Estamos en vacaciones... O acabamos de disfrutarlas... O ya nos queda menos para cogerlas...Las vacaciones suponen para muchos una oportunidad para relajarse y desconectar de las responsabilidades diarias pero para otros tantos, su llegada, al igual que la vuelta al trabajo, puede resultar estresante.

¿Qué hay del estrés pre-vacacional? ¿Existe realmente el síndrome post-vacacional?images58
Aunque hay muchos entendidos que opinan que estos trastornos no existen porque no tienen entidad clínica, es evidente que cuando volvemos de las vacaciones hay un proceso de reacomodamiento similar al que pasamos cuando iniciamos el descanso, un trastorno adaptativo natural sufrido por miles de veraneantes que afecta a nuestro rendimiento físico e intelectual y cuyos síntomas más comunes son: falta de concentración, pérdida de memoria, nerviosismo, irritabilidad, mal humor, cansancio generalizado, dificultades para afrontar el día a día y, en casos extremos, cuadros de depresión y/o ansiedad.

Estos síntomas pueden ya aparecer desde el momento en que empezamos a realizar los preparativos, la ruta o el equipaje para nuestro viaje. La inminencia de unas vacaciones que se ven cada vez más cerca pero que no acaban de llegar puede generarnos el llamado estrés pre-vacacional.

Y cuando acaban las vacaciones toca volver al trabajo. Hay que regresar a los horarios estrictos,  volver a las responsabilidades, a las obligaciones y a la falta de tiempo, lo que puede desencadenar en un sentimiento de apatía y desgana generalizado, una sensación de pérdida de energía. Es lo que se denomina síndrome o depresión post-vacacional.
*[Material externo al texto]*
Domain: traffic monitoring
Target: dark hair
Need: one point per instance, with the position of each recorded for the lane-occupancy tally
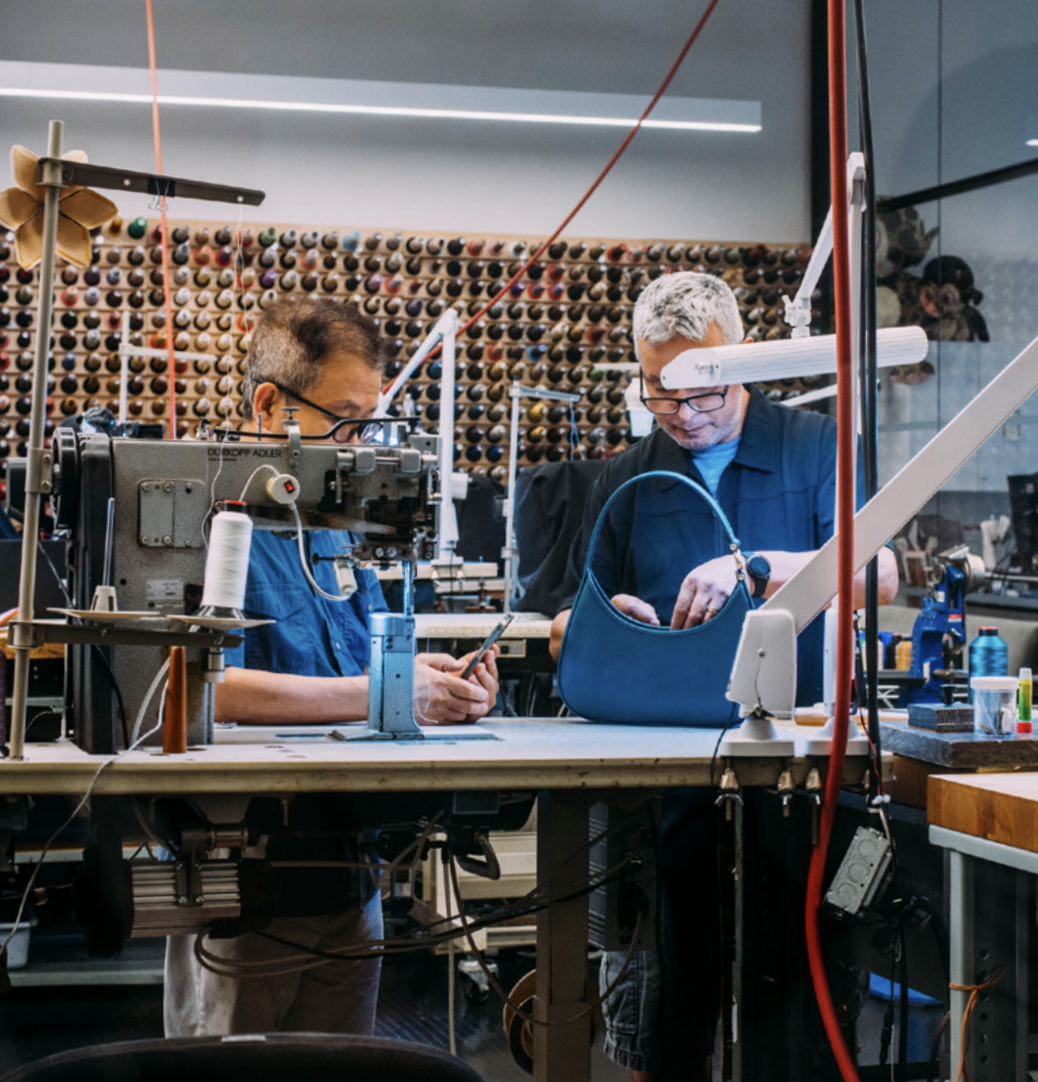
(294, 337)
En general, podemos hablar de un perfil y un entorno laboral más susceptible ante estos síntomas:
- Los más afectados suelen ser jóvenes con alta exigencia laboral que, durante las vacaciones, viven una ruptura brusca en su ritmo de vida. 
- Las amas de casa y los chicos en edad escolar también son grupos propensos a sufrir este tipo de cuadro.
- Una situación laboral inestable y poco satisfactoria, un entorno de trabajo hostil, con escasas relaciones interpersonales, un clima frío, tenso y/o distante son aspectos que favorecen estos trastornos.
- Afecta más a quien ha sufrido con anterioridad mobbing u hostigamiento laboral.
- Las profesiones más propensas a padecerlo son aquellas en las que es vital estar en contacto con otras personas: medicina, servicios sociales, educación, hostelería...

Ante esto conviene no preocuparse ya que el estrés suele desaparecer a los pocos días de retomar la actividad. No obstante, si la situación de hastío persiste pasado un mes el problema tiene un serio riesgo de derivar de una leve depresión transitoria a una estado de "burn out" ("quemado del trabajo"), en el que pueden darse jaquecas, malestar digestivo, taquicardias, cefaleas, angustia y ansiedad.